The USSR and its eastern European satellites continued to sustain state-controlled production, although countries experimented with degrees of decentralization. Filmmakers from Poland, Czechoslovakia, and Hungary achieved fame in the postwar era. Intermittent thaws in official Soviet policy allowed directors greater latitude. A similar rhythm of freedom and constraint was found in Mao’s China (Chapter 18).



Elsewhere, Third World film industries were increasing in power. India led the way in output, while Argentina, Brazil, and Mexico were also major producers. All of these industries produced significant genres and directors (Chapter 18).



The new films of Europe, the Soviet bloc, Latin America and Asia were made more visible through international film trade and accompanying institutions such as coproduction arrangements and festivals. The circulation of these films, along with their roots in artistic traditions, encouraged critics and filmgoers to treat cinema as the art of the director. This new frame of reference, which took the filmmaker as auteur (“author”), had profound effects on how films were made and consumed in the postwar era (Chapter 19).



Near the end of the 1950s, a new generation of filmmakers surged to prominence all over the world. Energized by the auteur idea of personal expression, they created “new waves” and “young cinemas” that were formally experimental and thematically challenging (Chapter 20).



The art cinema and new waves operated within the commercial film industry, but marginal filmmaking practices continued to offer alternatives. Both documentary and experimental filmmakers sought to express their personal visions in their works, and they pioneered technologies and artistic strategies that influenced mainstream fictional cinema (Chapter 21).



As we saw in previous chapters, the cinema began as an international phenomenon, with films from the main early producing nations circulating freely. During the 1910s and 1920s, distinctive national styles and even movements within nations arose. The development of national cinemas was encouraged by the isolationism practiced by many countries during the Depression, by the rise of authoritarian states whose governments discouraged imports, and by the animosities of the war period.



In the half-century following World War II, however, we can see a move back to an international cinema. Many factors contributed to this phenomenon.
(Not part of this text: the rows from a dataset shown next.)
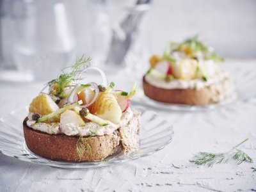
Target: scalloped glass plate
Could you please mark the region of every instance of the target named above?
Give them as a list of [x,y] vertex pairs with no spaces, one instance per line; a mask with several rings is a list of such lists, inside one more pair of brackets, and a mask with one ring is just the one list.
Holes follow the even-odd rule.
[[22,122],[28,114],[28,108],[12,111],[0,118],[0,152],[20,160],[54,167],[72,169],[95,168],[112,166],[149,156],[163,148],[172,141],[173,126],[166,120],[152,111],[140,106],[132,108],[141,112],[141,134],[139,150],[129,156],[123,153],[108,157],[98,162],[69,163],[53,161],[30,151],[23,136]]

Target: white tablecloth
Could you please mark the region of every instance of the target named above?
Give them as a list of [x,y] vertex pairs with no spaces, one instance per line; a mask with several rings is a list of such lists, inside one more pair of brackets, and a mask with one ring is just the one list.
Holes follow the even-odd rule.
[[[256,100],[252,99],[256,95],[256,61],[227,65],[240,92],[238,100],[232,104],[206,112],[148,108],[174,125],[173,140],[162,150],[114,166],[80,170],[38,165],[0,154],[0,191],[256,190],[256,172],[252,168],[256,168],[255,163],[237,165],[231,161],[208,168],[188,161],[194,153],[226,152],[247,138],[250,140],[241,148],[256,161]],[[132,84],[120,74],[109,79],[120,88]],[[28,105],[42,84],[1,83],[0,115]]]

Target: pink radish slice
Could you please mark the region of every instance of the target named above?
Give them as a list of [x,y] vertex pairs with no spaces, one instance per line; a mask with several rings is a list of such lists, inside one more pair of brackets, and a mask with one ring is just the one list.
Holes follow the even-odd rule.
[[127,99],[125,96],[118,95],[117,97],[117,102],[121,108],[122,112],[125,112],[131,104],[131,99]]
[[170,64],[168,63],[168,69],[167,70],[166,75],[171,75],[172,74],[172,68]]

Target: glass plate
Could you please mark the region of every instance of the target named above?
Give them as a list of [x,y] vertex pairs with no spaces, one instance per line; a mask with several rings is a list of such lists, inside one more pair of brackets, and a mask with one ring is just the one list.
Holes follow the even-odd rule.
[[223,106],[231,104],[234,102],[237,99],[237,94],[236,92],[234,92],[226,99],[216,104],[199,106],[168,104],[158,102],[150,99],[144,94],[143,90],[142,89],[140,89],[136,97],[132,99],[132,102],[135,104],[138,103],[145,104],[150,107],[162,109],[193,111],[213,109],[215,109],[217,106]]
[[161,150],[172,141],[173,131],[170,122],[143,107],[135,106],[132,108],[141,112],[142,126],[139,150],[129,156],[124,156],[121,152],[108,157],[103,161],[83,163],[59,162],[43,158],[30,151],[24,141],[22,122],[27,116],[28,108],[12,111],[0,118],[0,152],[24,161],[62,168],[86,169],[112,166],[145,157]]

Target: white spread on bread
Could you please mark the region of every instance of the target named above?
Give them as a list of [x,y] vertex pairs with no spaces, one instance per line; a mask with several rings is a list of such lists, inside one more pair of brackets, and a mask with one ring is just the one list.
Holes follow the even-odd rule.
[[163,89],[200,89],[208,86],[214,83],[221,82],[225,78],[230,78],[228,73],[220,71],[214,76],[207,79],[207,81],[195,79],[193,80],[173,79],[166,82],[156,78],[149,74],[145,76],[145,80],[149,84]]
[[118,124],[114,124],[108,121],[109,125],[102,127],[93,122],[85,123],[84,126],[77,126],[72,123],[68,124],[61,124],[58,122],[36,124],[32,118],[33,114],[33,113],[29,113],[27,125],[35,130],[51,134],[65,134],[68,136],[82,135],[83,136],[111,134],[119,127],[127,124],[134,115],[133,111],[129,108],[125,113],[123,113],[121,121]]

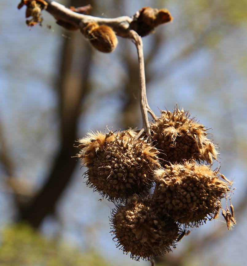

Film production became more thoroughly worldwide as smaller nations expanded or commenced film production. This was particularly true in several former colonies. The growth of art cinema, sustained by film criticism and film festivals, allowed films with artistic or cultural interest to circulate more widely. And, resistance to the continued domination of world markets by Hollywood encouraged smaller countries to try coproducing as a competitive tactic. As we shall see in Part 5, these trends accelerated in the last decades of the twentieth century, when the formation of large multinational corporations, the rise of video formats, and the building of many more theaters further encouraged the globalization of the cinema.